# Problem: Goodman GMNT to Hunter 44155C Thermostat



## shipupride (Oct 4, 2009)

First time poster here hoping someone can shed some light on my problem...

I have a Goodman GMNT Furnace (Manual)
I just purchased a Hunter Programmable Thermostat 44155C which looks something like this:









My problem is I cannot seem to get the wiring set up correctly. Ignore the wiring in the picture, that is not my photo.

I have a 5 wire thermostat wire coming from my furnace. G, W, Y, B, R

My AC Unit outside has a red and white wire running from it to the furnace. They are tied into the thermostat lines.

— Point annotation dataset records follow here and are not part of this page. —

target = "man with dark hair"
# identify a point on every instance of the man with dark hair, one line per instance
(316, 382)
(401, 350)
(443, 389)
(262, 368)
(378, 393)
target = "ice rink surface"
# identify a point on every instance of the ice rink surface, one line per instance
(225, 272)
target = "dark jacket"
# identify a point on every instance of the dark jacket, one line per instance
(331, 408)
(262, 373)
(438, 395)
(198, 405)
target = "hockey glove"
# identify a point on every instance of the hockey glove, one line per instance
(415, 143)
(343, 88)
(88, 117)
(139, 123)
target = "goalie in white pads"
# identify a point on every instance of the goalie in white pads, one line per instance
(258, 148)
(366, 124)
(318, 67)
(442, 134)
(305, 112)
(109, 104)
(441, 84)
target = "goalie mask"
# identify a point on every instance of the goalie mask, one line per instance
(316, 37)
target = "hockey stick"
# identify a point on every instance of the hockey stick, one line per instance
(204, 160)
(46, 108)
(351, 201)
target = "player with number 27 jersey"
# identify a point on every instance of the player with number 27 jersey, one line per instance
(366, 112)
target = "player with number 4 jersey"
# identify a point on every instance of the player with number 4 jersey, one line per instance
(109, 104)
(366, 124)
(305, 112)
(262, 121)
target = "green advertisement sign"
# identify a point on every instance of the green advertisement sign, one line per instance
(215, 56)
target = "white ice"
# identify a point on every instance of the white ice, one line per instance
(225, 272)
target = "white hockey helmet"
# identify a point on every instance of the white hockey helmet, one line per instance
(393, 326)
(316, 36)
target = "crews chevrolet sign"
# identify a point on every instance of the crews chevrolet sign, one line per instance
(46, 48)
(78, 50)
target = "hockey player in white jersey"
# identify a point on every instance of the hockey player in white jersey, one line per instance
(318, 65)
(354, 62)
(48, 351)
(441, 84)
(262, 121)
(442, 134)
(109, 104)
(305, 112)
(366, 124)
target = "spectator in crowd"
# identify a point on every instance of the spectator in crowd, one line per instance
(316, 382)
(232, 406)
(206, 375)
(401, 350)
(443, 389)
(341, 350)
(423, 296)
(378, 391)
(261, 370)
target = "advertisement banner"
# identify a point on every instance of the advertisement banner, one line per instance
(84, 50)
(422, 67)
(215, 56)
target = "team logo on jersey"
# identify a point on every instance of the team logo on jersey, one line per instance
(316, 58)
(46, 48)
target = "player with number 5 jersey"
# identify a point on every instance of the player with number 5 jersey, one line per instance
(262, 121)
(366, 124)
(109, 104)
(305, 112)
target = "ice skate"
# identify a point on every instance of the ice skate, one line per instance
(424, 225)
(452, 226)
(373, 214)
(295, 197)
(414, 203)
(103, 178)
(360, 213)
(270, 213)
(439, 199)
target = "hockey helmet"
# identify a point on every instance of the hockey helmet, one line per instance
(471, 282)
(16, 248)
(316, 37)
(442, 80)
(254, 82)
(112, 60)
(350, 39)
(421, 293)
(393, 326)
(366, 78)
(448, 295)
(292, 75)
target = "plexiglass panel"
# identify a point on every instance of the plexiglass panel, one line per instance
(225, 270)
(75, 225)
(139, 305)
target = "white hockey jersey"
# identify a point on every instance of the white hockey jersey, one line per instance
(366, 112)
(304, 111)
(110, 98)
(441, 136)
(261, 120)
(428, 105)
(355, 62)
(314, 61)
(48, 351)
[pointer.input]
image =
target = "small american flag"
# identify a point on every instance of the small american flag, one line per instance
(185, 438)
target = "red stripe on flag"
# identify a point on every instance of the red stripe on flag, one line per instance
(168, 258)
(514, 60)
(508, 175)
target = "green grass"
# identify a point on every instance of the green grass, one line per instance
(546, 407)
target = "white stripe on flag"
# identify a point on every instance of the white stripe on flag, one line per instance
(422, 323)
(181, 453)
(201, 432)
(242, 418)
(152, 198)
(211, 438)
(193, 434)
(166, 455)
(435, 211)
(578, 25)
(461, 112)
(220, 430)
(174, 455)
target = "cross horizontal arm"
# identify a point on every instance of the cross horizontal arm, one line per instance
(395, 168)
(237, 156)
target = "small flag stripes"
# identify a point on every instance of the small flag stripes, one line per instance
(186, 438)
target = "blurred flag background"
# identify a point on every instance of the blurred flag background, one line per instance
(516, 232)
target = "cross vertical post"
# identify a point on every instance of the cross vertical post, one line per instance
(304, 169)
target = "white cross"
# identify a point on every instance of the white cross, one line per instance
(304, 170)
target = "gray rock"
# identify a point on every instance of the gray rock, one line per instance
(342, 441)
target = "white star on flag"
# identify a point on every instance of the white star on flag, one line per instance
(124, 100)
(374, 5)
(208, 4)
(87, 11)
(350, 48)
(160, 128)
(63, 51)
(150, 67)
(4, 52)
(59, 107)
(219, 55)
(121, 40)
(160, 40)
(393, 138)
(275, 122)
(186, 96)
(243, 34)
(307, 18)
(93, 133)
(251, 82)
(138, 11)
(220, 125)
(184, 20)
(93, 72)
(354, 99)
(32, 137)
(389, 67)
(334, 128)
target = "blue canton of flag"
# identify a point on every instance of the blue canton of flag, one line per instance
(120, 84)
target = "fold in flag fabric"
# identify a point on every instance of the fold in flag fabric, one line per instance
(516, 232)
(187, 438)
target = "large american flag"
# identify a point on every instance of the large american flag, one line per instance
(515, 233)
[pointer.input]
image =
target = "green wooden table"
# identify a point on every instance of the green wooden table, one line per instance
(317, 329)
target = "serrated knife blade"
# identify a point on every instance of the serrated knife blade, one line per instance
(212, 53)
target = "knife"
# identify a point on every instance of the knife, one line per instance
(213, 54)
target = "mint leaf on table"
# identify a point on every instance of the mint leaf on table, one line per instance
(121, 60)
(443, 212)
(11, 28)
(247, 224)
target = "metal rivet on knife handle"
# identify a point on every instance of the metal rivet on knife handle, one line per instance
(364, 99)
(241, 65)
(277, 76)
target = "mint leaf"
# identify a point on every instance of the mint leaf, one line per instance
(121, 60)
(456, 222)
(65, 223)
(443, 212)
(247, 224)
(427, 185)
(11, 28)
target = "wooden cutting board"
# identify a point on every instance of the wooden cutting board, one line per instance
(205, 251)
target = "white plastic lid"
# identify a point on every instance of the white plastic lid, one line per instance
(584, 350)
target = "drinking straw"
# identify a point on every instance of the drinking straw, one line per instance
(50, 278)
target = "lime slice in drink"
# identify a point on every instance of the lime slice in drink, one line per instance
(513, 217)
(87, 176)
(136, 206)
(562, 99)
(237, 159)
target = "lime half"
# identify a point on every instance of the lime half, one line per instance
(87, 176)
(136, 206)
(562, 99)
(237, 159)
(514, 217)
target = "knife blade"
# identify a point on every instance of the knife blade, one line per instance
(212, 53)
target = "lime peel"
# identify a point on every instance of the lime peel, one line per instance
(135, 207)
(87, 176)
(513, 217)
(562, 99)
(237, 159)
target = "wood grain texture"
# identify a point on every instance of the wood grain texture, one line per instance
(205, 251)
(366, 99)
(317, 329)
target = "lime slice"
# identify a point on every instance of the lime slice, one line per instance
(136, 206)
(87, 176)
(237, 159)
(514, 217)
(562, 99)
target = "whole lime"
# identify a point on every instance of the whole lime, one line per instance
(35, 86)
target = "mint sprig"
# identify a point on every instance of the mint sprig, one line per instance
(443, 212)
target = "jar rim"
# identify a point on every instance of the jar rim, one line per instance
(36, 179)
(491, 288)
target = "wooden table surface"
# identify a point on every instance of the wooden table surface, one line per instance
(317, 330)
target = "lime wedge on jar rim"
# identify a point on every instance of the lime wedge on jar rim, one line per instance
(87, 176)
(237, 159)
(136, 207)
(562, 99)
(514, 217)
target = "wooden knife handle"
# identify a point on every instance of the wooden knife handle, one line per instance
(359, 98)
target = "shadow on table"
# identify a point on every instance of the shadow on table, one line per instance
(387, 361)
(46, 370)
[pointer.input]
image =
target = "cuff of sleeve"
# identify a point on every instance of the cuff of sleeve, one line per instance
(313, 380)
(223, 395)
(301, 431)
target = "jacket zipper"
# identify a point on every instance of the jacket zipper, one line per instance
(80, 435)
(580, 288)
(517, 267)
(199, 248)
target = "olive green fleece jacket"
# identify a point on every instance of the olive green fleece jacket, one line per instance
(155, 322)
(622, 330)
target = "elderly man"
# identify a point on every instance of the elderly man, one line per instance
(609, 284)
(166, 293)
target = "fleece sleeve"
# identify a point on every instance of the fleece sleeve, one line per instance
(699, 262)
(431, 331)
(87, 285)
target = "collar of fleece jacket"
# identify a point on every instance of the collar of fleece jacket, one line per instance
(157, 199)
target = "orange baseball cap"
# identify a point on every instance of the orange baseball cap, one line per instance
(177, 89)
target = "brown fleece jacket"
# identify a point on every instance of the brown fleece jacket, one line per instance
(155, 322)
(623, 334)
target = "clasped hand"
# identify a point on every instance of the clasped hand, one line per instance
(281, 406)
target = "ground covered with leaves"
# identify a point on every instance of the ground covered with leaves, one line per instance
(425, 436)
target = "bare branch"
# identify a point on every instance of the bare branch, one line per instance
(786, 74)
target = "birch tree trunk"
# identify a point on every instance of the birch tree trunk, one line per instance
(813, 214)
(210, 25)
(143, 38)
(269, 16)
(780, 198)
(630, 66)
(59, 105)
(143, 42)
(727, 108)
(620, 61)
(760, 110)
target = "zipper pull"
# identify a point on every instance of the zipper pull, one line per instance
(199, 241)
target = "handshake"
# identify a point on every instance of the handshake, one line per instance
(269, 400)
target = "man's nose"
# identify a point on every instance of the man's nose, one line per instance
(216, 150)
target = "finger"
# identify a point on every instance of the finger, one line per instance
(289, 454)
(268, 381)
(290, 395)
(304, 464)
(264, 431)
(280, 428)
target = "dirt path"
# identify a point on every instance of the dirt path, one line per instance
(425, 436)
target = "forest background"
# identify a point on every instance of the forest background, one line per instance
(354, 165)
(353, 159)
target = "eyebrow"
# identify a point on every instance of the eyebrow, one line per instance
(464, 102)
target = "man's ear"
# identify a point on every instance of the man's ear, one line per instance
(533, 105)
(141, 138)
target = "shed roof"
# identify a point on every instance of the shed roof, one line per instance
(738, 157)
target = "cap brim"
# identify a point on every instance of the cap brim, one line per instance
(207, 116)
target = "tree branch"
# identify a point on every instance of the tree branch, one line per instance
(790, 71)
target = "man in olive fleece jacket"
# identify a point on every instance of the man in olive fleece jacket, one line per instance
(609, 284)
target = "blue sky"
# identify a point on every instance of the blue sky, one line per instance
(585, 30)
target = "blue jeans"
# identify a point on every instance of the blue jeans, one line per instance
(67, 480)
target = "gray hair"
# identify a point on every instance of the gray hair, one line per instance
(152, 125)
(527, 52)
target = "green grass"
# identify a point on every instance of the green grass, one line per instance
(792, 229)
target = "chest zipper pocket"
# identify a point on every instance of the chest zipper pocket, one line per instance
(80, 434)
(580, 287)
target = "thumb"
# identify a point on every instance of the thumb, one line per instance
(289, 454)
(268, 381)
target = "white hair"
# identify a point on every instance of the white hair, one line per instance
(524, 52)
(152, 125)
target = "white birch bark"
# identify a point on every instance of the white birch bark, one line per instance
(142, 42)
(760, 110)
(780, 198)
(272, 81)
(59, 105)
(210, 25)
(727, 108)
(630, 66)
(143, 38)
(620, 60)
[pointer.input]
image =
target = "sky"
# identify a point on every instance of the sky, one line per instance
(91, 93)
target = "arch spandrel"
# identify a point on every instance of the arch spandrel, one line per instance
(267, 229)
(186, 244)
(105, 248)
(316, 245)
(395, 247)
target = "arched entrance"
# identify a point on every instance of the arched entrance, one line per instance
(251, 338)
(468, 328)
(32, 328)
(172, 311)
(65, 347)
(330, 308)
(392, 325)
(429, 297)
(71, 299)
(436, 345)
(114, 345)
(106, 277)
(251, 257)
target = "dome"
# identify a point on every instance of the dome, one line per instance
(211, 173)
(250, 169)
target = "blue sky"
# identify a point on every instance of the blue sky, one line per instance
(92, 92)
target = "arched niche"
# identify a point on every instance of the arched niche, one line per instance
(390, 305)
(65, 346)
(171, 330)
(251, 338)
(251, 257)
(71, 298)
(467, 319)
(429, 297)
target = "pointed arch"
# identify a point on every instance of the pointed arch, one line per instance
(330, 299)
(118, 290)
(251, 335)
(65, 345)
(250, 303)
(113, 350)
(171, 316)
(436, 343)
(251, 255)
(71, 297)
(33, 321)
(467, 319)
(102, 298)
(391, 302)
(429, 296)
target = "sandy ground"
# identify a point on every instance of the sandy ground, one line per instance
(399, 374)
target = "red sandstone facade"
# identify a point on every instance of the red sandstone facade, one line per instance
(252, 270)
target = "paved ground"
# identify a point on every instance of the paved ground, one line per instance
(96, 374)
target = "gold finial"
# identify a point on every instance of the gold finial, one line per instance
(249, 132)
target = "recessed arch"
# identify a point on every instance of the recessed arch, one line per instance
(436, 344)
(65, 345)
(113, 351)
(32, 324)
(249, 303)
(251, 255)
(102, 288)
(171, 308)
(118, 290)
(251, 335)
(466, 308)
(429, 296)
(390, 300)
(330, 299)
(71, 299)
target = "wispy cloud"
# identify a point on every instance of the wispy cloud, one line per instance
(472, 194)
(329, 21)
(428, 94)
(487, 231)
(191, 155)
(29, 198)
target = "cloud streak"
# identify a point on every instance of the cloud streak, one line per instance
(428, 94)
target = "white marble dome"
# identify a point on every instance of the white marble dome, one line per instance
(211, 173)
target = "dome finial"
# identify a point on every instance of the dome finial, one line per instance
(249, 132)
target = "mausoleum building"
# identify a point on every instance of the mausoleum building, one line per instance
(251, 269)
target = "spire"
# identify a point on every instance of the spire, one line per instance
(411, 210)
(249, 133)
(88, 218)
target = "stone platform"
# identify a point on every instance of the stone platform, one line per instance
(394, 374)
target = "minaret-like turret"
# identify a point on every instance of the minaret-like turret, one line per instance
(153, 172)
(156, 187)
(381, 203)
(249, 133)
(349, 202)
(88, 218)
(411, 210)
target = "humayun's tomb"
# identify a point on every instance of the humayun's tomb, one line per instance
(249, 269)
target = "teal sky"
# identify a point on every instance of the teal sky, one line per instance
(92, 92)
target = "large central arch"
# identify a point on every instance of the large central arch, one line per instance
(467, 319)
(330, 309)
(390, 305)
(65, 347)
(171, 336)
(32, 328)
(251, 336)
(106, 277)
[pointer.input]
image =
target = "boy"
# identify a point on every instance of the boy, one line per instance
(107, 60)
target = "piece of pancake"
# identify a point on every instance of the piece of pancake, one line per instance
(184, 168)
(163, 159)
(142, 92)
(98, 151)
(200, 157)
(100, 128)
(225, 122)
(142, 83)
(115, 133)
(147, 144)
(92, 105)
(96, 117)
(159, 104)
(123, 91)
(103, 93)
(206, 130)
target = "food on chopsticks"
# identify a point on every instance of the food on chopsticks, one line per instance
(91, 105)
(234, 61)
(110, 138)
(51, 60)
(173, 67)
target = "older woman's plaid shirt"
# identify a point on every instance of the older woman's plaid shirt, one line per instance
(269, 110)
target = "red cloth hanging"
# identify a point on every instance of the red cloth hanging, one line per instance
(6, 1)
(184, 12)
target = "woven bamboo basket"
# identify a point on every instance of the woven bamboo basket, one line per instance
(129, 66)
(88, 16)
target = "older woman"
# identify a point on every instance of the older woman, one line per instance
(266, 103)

Please view my attached schematic for more detail.

I have tried a great many wiring combo's but none seem to work well. The best I can get is the AC and Furnace to turn on at the same time.

Any help would be GREATLY appreciated!


----------



## Flashheatingand (Sep 7, 2009)

Wire nut one of the wires from the a/c unit to the blue wire. Then you should follow the r to red, green to g, white to w/b, yellow & the other a/c line to y1. Not being there, I am making an educated guess that the blue is the common connection at the control board. It wouldn't hurt to verify this. Good luck


----------



## Plumber101 (Feb 25, 2009)

shipupride said:


> First time poster here hoping someone can shed some light on my problem...
> 
> I have a Goodman GMNT Furnace (Manual)
> I just purchased a Hunter Programmable Thermostat 44155C which looks something like this:
> ...


 
If this is like the stat you have it is for a heat pump but will work for you so..

Red to RC/RH
Green to G
White to W
Yellow to Y1
and tape off the blue


----------



## Flashheatingand (Sep 7, 2009)

I thought shipuppride wrote the condensing unit wires are going to the stat, thats why he needs the blue. But after further review..whoops. I stand corrected.


----------



## shipupride (Oct 4, 2009)

Plumber101 said:


> If this is like the stat you have it is for a heat pump but will work for you so..
> 
> Red to RC/RH
> Green to G
> ...



This fixed it! Thanks!!


----------



## reynfill (Oct 11, 2009)

Hi,

I am having this same problem with a Hunter 44260. After reading the posts I checked my wiring and it is wired as suggested. I have included a photo for clarification. Are there any other options?

Thanks for responding.


----------